Frankly I think Guilty Gear is a bad example of this. That game, for the most part, is very well respected and the player base as a whole is pining for a sequel. And again, I am in no way against having access to fixing issues in game play via hot fixes or fixing broken aspects of characters. What I am against is using that system as a safety net for allowing poorly thought out implementation of character specific game play aspects. It is not the run infinite, or any of the other BS that was rampant in MK9 that bothers me, as much as it is the small things that DO homogenize the game play. For example, Baraka has issues, NRS response, add damage to most moves, decrease damage scaling for Baraka, (character specific universal value adjustments are BS btw) and increase the pop up on his low hitting launch chain so it can make combo ops and chain into itself. Boom, suddenly Baraka is not Baraka, but a slightly different version of Kang. That is my issue with this type of BS. It is not well thought out. Baraka players bitched, fixes came in, and nothing was technically fixed for Baraka as much as he was given hit stun, launch height increases to increase damage potential, but no thought was put into How Baraka is SUPPOSED to play. These are fast knee jerk reactions to appease a player base that still doesn’t understand the game. There is nothing of note to compare it to. (MvC3 for example still has a very large base to draw ideas, test cases, character style archetypes in the VS family) MK9 is a hodgepodge of what NRS thinks worked in MK2/MK3 with a chain system from DA/Armagedon, and some half baked stance switching concepts that, for the most part, are barely elaborated on, let alone fully understood by even the advanced player base.
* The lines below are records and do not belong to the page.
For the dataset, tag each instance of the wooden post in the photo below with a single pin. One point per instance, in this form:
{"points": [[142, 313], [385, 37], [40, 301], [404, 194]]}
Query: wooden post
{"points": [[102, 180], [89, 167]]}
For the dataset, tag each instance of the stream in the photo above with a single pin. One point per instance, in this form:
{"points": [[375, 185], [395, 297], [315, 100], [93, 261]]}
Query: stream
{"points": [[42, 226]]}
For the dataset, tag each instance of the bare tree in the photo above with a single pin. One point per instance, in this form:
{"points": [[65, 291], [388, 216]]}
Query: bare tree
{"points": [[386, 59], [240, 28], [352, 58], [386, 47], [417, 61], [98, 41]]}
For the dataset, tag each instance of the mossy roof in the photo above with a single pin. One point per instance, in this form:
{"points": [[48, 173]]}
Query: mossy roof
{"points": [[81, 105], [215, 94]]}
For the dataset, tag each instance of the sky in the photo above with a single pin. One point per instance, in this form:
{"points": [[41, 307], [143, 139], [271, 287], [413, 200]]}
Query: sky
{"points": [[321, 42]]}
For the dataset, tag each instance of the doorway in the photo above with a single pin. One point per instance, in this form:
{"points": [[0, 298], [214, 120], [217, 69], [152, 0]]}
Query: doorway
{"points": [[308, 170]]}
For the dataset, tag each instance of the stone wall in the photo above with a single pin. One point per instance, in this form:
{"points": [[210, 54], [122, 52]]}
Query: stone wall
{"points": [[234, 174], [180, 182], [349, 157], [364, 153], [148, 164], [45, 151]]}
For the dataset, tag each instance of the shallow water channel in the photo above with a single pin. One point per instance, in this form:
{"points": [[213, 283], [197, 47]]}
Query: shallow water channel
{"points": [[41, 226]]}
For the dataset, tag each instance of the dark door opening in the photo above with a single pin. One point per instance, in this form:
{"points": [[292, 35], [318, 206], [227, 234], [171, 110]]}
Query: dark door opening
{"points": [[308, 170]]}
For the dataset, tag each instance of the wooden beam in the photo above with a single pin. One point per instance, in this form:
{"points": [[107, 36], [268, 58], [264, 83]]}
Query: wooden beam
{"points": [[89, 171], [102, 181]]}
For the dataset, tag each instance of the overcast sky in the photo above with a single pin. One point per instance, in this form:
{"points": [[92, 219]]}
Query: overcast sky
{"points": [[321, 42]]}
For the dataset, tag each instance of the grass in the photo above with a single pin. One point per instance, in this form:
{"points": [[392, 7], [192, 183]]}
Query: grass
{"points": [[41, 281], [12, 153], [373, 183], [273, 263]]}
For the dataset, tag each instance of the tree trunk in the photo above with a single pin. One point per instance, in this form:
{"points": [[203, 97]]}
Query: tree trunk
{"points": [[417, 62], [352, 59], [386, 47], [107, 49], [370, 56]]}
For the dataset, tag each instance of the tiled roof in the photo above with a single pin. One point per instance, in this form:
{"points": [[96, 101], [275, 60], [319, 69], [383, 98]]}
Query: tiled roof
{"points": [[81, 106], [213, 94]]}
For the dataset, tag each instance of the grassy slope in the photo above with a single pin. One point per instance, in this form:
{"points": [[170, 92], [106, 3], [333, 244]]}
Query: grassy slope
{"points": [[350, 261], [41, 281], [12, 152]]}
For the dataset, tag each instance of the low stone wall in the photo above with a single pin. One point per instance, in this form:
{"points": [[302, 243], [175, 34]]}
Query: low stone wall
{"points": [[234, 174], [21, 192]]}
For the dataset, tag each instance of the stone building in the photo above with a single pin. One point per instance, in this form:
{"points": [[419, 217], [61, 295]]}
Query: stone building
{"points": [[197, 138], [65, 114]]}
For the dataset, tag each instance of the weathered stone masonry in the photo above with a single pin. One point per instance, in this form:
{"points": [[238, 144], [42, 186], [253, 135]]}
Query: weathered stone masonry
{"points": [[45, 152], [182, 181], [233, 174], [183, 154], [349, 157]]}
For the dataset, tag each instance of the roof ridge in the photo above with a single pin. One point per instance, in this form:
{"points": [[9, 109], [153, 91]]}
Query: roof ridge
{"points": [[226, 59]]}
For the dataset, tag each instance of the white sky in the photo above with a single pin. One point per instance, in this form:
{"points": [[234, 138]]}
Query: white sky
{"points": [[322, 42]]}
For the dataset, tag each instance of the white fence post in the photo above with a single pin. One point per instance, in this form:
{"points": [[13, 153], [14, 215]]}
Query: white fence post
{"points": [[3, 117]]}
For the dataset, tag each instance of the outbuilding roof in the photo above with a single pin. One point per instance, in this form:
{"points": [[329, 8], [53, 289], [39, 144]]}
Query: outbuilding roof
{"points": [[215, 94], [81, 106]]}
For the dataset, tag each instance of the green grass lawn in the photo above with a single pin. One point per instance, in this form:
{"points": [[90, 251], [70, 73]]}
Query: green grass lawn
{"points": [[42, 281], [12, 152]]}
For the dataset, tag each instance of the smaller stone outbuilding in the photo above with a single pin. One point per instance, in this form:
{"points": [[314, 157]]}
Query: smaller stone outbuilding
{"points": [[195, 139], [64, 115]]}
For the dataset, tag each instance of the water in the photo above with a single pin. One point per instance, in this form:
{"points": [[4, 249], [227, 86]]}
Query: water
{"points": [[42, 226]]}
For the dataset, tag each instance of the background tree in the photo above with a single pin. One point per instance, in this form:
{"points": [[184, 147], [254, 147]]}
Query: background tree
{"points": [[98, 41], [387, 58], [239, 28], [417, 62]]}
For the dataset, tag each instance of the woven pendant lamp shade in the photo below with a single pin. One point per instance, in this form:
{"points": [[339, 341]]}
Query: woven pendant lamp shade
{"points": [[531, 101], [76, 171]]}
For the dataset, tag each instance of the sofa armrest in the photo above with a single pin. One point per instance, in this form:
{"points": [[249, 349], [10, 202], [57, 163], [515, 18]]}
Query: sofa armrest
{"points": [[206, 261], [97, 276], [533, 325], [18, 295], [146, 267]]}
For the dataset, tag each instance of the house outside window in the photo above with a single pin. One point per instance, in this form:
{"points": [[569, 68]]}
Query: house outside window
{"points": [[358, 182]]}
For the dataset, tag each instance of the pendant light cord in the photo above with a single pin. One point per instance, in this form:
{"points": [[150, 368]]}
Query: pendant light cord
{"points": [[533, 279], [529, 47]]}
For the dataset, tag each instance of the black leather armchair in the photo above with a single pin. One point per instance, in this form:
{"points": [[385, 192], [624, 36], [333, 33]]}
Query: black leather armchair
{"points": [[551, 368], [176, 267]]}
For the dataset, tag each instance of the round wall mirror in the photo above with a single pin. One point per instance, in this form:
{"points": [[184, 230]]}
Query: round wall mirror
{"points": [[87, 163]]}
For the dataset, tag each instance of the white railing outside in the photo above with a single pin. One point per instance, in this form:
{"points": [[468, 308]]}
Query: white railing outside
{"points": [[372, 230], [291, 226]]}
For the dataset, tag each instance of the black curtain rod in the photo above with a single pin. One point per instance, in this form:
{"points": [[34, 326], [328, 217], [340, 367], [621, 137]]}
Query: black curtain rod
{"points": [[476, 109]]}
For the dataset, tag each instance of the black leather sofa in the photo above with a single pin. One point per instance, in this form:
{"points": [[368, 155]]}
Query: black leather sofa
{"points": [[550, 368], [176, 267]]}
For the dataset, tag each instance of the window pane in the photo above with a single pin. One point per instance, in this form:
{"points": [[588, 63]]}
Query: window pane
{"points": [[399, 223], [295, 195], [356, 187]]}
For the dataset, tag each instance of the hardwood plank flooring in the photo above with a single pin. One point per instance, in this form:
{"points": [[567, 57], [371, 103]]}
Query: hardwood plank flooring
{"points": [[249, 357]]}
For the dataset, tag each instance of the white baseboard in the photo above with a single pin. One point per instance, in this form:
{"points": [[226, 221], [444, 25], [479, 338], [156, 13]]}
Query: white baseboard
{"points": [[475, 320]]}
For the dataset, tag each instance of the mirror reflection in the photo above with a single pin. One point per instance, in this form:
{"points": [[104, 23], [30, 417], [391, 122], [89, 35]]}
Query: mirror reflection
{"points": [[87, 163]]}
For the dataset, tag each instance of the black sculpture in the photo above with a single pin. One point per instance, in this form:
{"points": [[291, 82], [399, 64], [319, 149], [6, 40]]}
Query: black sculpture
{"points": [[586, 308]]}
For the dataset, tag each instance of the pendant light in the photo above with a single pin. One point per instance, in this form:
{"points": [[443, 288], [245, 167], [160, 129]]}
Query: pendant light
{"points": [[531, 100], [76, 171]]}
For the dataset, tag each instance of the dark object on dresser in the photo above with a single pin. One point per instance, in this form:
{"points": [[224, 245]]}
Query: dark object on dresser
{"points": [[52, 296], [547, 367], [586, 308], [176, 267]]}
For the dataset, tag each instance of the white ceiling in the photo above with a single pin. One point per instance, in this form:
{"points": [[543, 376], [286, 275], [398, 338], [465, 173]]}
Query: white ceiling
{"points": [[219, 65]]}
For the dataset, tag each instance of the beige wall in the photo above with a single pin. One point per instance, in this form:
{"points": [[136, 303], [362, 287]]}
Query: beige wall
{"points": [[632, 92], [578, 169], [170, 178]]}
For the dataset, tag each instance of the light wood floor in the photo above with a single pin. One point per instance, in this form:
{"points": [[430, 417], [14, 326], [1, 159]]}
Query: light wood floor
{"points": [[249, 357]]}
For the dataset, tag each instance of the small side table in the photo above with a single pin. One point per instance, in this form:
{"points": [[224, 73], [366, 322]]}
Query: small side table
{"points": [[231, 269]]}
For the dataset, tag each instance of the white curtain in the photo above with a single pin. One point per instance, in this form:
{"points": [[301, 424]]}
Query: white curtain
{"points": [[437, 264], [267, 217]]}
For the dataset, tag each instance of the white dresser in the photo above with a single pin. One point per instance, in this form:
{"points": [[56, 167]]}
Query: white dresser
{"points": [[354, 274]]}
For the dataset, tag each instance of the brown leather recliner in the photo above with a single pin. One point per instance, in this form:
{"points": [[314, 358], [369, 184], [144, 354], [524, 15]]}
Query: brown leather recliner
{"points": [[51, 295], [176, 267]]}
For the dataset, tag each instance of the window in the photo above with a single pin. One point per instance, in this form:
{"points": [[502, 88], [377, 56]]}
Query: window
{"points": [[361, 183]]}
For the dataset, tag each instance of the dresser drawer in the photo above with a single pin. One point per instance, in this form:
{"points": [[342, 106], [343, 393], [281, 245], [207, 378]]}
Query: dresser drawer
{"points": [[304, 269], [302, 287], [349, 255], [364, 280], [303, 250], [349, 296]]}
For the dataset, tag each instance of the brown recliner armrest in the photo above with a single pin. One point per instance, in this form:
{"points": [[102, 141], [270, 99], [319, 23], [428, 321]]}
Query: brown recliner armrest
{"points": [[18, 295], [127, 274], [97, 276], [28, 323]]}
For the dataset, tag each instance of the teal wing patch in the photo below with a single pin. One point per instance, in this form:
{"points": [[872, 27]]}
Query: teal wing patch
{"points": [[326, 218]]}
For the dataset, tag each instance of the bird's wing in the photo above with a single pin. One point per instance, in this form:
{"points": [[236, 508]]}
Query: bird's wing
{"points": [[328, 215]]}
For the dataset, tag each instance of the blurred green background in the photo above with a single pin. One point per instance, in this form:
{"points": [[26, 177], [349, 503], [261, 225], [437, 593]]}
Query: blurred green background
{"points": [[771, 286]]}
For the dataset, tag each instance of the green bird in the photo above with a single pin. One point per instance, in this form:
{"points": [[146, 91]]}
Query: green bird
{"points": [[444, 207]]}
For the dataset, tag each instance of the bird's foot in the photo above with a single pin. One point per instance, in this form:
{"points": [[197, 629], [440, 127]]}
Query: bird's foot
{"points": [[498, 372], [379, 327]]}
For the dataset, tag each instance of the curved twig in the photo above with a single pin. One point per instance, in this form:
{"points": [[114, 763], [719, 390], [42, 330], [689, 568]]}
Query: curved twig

Seriously, I don’t hate this game, and I don’t think that having hooks into the spreadsheets that can control variables associated to move sets as a safe guard against serious balance issues instituted. I have an issue with using that as a way to make constant adjustments without regard for the overall feel of the game play, or for the resourcefulness of your player base.
Then again, this could in-fact, be exactly the way NRS wants MK9 to play out. We play, find broken or slightly unsavory stuff, they fix it, and we, as a collective whole, build the overall competitive landscape of MK9 through micromanagement of our casual and tournament play. It is an interesting idea, and a very interesting social experiment, but I wouldn’t necessarily call it great design, and certainly not a preferable method of balancing for competitive play.
This is NRS’s first shot at this type of game balancing, and frankly, there is a library of SF/VS/KOF/GG/VF/Tekken games that use the tried and true method of designing systems from the ground up with the specific goal of balanced, competitive game play. If MK9 is all we have to show for this “western” fighting game balance theory, it is a pretty questionable and rocky start.